Die Höhe der Rahmengebühr bestimmt nach § 14 Abs. 1 RVG der Rechtsanwalt im Einzelfall unter Berücksichtigung aller Umstände. Hierbei sind alle Umstände des Einzelfalls, insbesondere die Bedeutung der Angelegenheit, Umfang und Schwierigkeit der anwaltlichen Tätigkeit sowie die Einkommens- und Vermögensverhältnisse des Auftraggebers zu berücksichtigen. Gemäß § 14 Abs. 1 Satz 3 RVG ist bei der Bemessung im Falle von Rahmengebühren, die sich nicht nach dem Gegenstandswert richten, das Haftungsrisiko zu berücksichtigen.

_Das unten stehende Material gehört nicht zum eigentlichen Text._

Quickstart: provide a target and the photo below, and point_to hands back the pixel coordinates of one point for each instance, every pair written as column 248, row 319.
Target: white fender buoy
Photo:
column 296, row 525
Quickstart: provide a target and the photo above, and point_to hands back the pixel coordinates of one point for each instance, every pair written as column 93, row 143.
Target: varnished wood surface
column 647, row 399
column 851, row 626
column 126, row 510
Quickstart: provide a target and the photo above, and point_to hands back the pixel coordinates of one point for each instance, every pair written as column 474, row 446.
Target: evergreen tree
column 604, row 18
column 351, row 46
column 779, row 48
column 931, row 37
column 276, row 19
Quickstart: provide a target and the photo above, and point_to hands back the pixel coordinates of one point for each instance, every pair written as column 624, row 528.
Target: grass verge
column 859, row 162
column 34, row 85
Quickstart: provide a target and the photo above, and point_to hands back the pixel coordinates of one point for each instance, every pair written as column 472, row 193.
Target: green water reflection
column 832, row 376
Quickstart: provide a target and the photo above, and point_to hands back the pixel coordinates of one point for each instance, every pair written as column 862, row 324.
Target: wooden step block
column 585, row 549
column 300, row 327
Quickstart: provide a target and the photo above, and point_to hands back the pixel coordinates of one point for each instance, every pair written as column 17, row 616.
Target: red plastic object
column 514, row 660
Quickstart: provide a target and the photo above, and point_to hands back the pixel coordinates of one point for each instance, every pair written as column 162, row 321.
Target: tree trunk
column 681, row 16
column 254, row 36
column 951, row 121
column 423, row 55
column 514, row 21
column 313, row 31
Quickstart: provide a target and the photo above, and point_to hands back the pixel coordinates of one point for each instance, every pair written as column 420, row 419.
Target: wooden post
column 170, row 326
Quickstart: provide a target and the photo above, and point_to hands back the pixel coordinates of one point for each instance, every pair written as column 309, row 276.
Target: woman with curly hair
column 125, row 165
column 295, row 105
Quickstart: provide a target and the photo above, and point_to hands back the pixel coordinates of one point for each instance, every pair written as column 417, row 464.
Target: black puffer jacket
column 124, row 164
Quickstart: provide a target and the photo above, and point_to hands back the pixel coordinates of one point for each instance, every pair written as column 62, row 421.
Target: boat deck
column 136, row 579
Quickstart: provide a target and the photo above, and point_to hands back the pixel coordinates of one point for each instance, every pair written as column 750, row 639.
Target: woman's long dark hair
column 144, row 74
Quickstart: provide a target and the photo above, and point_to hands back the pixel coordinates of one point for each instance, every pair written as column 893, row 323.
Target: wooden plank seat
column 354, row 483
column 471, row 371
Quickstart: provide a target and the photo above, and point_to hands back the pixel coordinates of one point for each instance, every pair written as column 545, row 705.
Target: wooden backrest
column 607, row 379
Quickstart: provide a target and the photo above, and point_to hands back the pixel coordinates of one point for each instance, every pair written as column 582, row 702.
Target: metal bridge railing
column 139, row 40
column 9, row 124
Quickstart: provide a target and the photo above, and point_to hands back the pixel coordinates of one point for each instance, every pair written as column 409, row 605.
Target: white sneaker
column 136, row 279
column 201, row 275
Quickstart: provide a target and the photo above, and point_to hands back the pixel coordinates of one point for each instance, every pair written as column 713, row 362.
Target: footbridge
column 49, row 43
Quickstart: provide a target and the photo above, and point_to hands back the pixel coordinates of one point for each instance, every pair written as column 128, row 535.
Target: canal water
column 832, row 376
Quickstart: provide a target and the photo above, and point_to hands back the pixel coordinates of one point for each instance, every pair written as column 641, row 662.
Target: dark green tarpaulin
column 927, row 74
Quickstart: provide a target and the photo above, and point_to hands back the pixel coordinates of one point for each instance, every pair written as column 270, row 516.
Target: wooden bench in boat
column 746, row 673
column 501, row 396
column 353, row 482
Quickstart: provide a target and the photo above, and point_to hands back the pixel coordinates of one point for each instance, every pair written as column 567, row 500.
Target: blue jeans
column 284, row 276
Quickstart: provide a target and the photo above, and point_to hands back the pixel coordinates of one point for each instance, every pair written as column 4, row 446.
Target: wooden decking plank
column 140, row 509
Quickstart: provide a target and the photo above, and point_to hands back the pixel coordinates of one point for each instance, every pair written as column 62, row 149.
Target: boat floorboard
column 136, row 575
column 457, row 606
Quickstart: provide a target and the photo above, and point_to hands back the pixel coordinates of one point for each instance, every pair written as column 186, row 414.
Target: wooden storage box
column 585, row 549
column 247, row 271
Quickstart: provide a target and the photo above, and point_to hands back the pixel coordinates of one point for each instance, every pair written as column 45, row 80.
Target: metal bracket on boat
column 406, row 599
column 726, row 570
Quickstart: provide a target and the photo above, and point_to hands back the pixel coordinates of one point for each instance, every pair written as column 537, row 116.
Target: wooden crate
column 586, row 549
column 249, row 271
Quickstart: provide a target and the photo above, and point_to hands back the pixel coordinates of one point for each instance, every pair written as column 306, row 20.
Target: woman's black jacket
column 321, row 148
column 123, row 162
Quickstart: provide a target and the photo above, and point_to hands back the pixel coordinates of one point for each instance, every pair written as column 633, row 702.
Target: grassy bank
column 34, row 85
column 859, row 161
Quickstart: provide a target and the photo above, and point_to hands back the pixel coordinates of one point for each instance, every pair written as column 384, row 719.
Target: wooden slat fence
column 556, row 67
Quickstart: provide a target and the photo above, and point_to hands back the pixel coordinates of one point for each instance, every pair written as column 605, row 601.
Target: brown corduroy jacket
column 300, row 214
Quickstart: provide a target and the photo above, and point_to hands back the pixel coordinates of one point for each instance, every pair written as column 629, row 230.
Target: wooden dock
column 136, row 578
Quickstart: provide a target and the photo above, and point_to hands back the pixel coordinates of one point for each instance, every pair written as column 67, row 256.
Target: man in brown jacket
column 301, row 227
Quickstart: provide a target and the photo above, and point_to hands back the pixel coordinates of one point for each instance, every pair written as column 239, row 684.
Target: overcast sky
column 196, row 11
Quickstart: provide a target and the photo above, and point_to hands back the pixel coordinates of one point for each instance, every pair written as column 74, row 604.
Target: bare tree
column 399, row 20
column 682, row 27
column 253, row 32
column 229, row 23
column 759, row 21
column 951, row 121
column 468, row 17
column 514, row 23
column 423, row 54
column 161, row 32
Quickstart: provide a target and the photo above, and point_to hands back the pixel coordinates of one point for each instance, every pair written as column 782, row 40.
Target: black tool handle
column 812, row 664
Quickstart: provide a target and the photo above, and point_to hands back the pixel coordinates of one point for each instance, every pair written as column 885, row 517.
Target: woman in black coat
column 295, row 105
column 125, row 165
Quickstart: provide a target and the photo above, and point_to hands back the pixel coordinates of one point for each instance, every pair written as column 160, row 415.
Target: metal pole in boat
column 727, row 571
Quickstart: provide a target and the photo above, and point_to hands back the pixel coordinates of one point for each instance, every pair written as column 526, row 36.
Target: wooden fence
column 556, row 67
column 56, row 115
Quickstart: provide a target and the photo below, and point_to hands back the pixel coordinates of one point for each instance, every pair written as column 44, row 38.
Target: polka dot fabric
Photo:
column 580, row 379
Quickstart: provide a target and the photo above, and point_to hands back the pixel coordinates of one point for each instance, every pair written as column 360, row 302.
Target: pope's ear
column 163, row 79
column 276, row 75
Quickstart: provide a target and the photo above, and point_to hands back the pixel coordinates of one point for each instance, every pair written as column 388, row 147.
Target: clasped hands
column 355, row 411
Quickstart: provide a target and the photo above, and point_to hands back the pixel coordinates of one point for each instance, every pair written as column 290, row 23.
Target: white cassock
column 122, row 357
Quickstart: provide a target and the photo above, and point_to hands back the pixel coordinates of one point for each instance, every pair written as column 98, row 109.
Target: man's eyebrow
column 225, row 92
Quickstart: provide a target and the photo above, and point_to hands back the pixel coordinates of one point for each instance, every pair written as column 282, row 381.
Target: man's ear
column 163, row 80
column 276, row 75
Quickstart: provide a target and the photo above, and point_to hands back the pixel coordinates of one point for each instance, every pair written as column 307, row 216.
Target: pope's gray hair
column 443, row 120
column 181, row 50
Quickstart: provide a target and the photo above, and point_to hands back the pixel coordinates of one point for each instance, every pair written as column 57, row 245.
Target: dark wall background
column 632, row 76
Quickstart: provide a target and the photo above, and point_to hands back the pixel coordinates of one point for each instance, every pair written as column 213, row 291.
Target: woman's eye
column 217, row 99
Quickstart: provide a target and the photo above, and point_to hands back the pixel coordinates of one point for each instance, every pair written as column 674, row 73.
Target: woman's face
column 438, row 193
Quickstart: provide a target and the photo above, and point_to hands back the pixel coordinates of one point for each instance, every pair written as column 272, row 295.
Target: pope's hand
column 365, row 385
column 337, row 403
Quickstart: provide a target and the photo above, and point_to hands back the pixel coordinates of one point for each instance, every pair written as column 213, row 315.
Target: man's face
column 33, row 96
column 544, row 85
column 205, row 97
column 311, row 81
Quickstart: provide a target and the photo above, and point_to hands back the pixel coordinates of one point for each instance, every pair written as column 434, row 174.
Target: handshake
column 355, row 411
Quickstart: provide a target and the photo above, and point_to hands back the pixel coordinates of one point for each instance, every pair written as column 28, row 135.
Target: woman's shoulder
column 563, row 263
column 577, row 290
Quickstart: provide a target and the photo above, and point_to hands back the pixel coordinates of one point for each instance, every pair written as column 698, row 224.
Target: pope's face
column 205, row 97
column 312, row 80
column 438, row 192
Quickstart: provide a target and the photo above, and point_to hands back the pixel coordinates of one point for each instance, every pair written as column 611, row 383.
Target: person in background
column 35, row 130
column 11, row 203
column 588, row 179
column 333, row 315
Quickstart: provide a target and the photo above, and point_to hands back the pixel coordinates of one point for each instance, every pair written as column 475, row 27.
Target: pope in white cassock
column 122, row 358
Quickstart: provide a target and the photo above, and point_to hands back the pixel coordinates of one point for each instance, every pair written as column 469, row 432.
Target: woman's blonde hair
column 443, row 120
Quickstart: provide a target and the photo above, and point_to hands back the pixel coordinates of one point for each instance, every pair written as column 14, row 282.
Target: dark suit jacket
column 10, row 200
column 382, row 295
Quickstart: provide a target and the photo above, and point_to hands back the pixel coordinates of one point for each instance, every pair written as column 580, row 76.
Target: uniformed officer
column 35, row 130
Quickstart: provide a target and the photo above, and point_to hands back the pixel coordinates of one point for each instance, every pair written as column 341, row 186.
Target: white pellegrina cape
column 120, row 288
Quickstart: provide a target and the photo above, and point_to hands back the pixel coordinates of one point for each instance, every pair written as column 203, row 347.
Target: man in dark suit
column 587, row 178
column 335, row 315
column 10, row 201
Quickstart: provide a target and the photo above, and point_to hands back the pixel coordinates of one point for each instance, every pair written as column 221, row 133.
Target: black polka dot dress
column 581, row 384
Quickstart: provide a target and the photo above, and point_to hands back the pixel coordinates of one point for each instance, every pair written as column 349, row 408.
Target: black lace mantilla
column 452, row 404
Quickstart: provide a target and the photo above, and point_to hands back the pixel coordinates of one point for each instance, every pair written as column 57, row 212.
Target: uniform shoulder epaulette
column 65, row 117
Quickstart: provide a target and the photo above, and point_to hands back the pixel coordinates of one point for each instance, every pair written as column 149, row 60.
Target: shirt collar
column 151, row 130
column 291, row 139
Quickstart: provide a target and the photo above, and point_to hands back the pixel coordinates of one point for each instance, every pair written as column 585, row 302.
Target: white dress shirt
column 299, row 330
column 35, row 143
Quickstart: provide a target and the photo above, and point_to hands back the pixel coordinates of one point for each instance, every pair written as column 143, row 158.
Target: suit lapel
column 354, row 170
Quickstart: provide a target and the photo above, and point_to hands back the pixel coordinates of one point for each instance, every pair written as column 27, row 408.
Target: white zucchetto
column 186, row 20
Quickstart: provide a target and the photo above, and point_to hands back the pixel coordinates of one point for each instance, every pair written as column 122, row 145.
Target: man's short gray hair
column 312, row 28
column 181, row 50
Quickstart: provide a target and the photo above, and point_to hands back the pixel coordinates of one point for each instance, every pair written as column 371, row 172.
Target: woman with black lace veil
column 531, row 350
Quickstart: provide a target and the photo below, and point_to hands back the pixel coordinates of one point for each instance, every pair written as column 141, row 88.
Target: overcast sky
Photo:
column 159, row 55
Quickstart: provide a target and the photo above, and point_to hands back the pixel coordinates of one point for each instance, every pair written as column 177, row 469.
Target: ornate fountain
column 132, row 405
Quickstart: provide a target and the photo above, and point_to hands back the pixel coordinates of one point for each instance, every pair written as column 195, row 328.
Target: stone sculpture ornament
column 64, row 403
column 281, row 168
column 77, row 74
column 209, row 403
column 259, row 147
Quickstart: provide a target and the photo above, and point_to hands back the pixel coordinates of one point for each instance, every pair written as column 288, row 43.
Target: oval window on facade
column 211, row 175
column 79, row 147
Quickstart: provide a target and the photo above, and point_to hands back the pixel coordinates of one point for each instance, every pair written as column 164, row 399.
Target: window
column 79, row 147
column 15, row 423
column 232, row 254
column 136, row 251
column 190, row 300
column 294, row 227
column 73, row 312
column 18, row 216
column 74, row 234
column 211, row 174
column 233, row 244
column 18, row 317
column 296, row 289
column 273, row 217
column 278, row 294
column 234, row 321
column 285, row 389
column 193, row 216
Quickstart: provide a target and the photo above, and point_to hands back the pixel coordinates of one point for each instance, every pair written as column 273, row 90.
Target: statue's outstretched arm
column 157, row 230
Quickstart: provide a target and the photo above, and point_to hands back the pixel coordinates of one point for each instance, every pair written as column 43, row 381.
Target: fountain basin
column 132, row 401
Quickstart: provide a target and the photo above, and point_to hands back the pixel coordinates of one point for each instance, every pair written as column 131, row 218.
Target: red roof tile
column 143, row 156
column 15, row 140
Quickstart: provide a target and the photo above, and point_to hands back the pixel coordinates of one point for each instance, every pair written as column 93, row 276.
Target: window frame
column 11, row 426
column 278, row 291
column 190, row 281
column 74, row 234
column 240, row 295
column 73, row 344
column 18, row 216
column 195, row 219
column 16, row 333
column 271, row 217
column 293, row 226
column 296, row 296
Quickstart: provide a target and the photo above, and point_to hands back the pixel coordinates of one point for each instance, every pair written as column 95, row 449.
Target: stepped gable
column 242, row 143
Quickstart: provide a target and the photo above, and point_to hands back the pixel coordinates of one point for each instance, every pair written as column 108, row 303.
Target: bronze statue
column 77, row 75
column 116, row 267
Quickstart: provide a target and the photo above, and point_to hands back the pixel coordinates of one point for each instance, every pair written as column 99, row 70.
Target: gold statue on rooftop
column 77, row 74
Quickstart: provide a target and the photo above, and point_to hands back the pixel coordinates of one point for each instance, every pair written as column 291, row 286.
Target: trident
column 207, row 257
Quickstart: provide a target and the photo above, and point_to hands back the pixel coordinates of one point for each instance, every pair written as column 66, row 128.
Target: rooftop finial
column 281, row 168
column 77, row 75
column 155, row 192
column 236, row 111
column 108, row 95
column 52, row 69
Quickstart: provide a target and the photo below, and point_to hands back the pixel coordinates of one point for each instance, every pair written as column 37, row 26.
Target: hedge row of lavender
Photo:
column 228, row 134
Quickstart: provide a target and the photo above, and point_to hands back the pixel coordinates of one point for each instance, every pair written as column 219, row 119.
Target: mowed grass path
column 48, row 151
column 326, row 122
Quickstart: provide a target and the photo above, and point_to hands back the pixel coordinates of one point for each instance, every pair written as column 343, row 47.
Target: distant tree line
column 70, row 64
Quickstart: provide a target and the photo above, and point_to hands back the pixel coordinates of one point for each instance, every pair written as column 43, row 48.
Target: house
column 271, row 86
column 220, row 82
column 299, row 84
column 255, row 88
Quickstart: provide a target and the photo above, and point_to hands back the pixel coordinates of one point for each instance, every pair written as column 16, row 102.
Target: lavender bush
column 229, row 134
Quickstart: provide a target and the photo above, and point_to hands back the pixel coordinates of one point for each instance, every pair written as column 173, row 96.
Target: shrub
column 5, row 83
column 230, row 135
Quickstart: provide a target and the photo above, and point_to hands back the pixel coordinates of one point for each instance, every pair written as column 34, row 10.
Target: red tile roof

Ist die Gebühr von einem Dritten zu ersetzen, ist die von dem Rechtsanwalt getroffene Bestimmung nicht verbindlich, wenn sie unbillig ist (Satz 4), wobei ihm nach allgemeiner Meinung auch im Anwendungsbereich des Rechtsanwaltsvergütungsgesetzes ein gewisser Toleranzrahmen (20 Prozent: LSG NRW, Beschluss vom 26.04.2007, L 7 B 36/07) zusteht. Unbilligkeit liegt vor, wenn er die Kriterien des § 14 Abs. 1 Satz 1 RVG unter Beachtung des Beurteilungsspielraums objektiv nicht hinreichend beachtet.
Die mit 320,00 EUR beantragte Verfahrensgebühr (= Höchstgebühr) erweist sich als unbillig im Sinn von § 14 Abs. 1 Satz 1 RVG. Der zulässige Gebührenrahmen für die Verfahrensgebühr bestimmt sich im vorliegenden Fall nach Nr. 3103 VV RVG, da die Erinnerungsführerin bereits im Widerspruchsverfahren tätig war. Dieser beträgt 20,00 EUR bis 320,00 EUR, die Mittelgebühr beträgt 170,00 EUR.
Bei der Bestimmung der Betragsrahmengebühr im konkreten Einzelfall ist von der Mittelgebühr auszugehen, die bei einem Normal-/Durchschnittsfall als billige Gebühr zu Grunde zu legen ist. Unter einem "Normalfall" ist ein Fall zu verstehen, in dem sich die Tätigkeit des Rechtsanwalts unter Beachtung der Kriterien des § 14 Abs. 1 RVG nicht nach oben oder unten vom Durchschnitt aller sozialrechtlichen Fälle abhebt (BSG, Urteil vom 1.7.2009, B 4 AS 21/09 R).
Die Bedeutung der Angelegenheit für den Kläger erweist sich insgesamt als durchschnittlich. Bei existenzsichernden Leistungen nach dem SGB II ist in der Regel von einer überdurchschnittlichen Bedeutung der Angelegenheit auszugehen (vgl. BSG a.a.O.). Jedoch betraf die streitige Frage der Anrechnung des Guthabens aus der Betriebs- und Nebenkostenabrechnung lediglich eines Teilzeitraum von 3 Monaten des gesetzlichen Bewilligungsabschnittes von 6 Monaten und dies auch nur hinsichtlich der Höhe der zu gewährenden Kosten der Unterkunft und Heizung. Entsprechend lag keine überdurchschnittliche Bedeutung vor.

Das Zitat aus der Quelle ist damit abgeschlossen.